Я медленно сел, не сводя взгляда с Марининой спины.
– Помню, каким это было несчастьем для всех. И как-то сразу всплыла фигура директора этого завода, с которым, по слухам, Семён Сергеевич не очень ладил. Скажу больше, его мама жаловалась как-то моей, что директор хочет втянуть его в тёмное дело. Но Семён Сергеевич отказывался. И вот вдруг эта странная недостача и директор не то что не помогает Костиному отцу, а словно нарочно топит его. Тогда большое значение имело заседание партийного комитета. И мой дядя очень надеялся на это заседание, уж там то разберутся. Так этот директор дал на работу Семёна Сергеевича такой разгромный отзыв, и что он ему никогда не доверял и всегда подозревал и в таком духе.
Марина вытерла руки, открыла шкафчик и достала бутылку «Рижского бальзама».
– Извини, я алкоголь не пью, кроме этого у меня ничего нет.
– Да я за рулём.
– Будешь! – практически приказала мне Марина, наливая в небольшую стопочку. – За Семёна Сергеевича, за Костю. Ты ведь понимаешь, что он мстил. Понимаешь? За отца мстил!

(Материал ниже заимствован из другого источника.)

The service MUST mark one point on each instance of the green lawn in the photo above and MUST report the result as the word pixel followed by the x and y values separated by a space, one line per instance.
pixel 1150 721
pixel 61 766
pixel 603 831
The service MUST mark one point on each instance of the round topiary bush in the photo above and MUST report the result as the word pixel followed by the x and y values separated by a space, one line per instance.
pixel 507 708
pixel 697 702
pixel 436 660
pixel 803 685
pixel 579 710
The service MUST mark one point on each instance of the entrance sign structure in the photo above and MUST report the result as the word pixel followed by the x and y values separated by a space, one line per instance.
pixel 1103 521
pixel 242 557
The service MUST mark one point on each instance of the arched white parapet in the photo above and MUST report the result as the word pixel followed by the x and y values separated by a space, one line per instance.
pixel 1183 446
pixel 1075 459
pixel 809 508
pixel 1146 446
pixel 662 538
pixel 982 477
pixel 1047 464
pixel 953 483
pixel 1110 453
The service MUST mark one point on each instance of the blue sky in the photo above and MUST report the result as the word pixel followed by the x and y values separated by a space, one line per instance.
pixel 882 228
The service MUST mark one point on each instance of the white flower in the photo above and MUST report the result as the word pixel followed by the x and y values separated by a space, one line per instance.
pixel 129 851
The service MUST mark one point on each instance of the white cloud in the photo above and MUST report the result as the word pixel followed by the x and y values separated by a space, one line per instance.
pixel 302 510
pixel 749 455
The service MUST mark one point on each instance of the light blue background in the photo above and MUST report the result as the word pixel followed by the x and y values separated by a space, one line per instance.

Я всё понимал. Я понял это еще в середине её рассказа. Но столько информации не умещалось у меня в голове, нужно было побыть одному, наедине со своими размышлениями.
– Получается, директор воровал, а подставил своего бухгалтера? – предположил я.
– Наверное. Как-то так, всех деталей теперь не узнаешь, – пожала плечами Марина.